“Muito bem”, disse em resposta à intervenção do camponês. “Aceito que eu sei e vocês não sabem. De qualquer forma, gostaria de lhes propor um jogo que, para funcionar bem, exige de nós absoluta lealdade. Vou dividir o quadro-negro em dois pedaços, em que irei registrando, do meu lado e do lado de vocês, os gols que faremos eu, em vocês; vocês, em mim. O jogo consiste em cada um perguntar algo ao outro. Se o perguntado não sabe responder, é gol do perguntador. Começarei o jogo fazendo uma primeira pergunta a vocês.”
[...]
Primeira pergunta:
– Que significa a maiêutica socrática?
Gargalhada geral e eu registrei o meu primeiro gol.
– Agora cabe a vocês fazer a pergunta a mim – disse.

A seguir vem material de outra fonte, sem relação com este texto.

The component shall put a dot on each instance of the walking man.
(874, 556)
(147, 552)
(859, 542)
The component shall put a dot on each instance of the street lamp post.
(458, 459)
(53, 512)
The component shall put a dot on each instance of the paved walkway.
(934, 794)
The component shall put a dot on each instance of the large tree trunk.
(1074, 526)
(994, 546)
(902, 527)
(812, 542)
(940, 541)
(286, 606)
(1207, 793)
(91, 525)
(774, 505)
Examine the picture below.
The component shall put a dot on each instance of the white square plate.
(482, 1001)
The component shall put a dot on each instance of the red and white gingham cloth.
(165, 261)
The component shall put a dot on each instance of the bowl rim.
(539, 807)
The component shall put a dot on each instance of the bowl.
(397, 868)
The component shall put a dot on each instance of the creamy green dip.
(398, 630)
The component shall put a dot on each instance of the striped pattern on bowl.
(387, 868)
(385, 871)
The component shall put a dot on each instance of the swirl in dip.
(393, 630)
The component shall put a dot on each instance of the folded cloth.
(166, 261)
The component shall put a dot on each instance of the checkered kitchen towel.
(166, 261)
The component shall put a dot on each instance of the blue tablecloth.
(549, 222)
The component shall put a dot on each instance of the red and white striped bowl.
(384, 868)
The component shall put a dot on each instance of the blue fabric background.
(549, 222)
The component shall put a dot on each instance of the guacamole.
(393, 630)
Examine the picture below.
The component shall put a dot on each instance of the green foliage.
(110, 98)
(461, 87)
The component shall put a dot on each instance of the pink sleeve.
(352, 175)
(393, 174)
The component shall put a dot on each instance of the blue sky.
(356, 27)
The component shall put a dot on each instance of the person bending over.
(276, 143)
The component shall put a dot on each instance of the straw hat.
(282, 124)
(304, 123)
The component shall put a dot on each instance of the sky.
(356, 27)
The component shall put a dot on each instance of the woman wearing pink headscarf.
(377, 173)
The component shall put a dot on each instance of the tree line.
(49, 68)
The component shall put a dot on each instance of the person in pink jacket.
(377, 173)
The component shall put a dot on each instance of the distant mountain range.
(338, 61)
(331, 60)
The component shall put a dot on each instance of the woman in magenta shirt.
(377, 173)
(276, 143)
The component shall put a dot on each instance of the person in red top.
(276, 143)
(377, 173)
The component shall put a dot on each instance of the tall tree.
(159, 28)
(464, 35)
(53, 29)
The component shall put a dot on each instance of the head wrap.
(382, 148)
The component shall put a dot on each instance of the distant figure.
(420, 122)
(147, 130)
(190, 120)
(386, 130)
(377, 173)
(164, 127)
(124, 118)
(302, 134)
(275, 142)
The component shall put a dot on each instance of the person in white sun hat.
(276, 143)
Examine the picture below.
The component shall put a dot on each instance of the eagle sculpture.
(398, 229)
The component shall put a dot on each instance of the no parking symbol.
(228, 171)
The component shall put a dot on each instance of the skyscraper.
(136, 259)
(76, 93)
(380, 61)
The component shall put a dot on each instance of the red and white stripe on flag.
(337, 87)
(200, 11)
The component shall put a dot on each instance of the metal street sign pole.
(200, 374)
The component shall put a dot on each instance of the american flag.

Houve uns cochichos e um deles lançou a questão:
– Que é curva de nível?
Não soube responder. Registrei um a um.
– Qual a importância de Hegel no pensamento de Marx?
Dois a um.
– Para que serve a calagem do solo?
Dois a dois.
– Que é um verbo intransitivo?
Três a dois.
– Que relação há entre curva de nível e erosão?
Três a três.
– Que significa epistemologia?
Quatro a três.
– O que é adubação verde?
Quatro a quatro.
Assim, sucessivamente, até chegarmos a dez a dez. Ao me despedir deles lhes fiz uma sugestão: “Pensem no que houve esta tarde aqui. Vocês começaram discutindo muito bem comigo. Em certo momento ficaram silenciosos e disseram que só eu poderia falar porque só eu sabia e vocês não. Fizemos um jogo sobre saberes e empatamos dez a dez. Eu sabia dez coisas que vocês não sabiam e vocês sabiam dez coisas que eu não sabia. Pensem sobre isto”.
FREIRE, P. Pedagogia da Esperança. Rio de Janeiro: Paz e Terra, 1992. p. 24. Adaptado.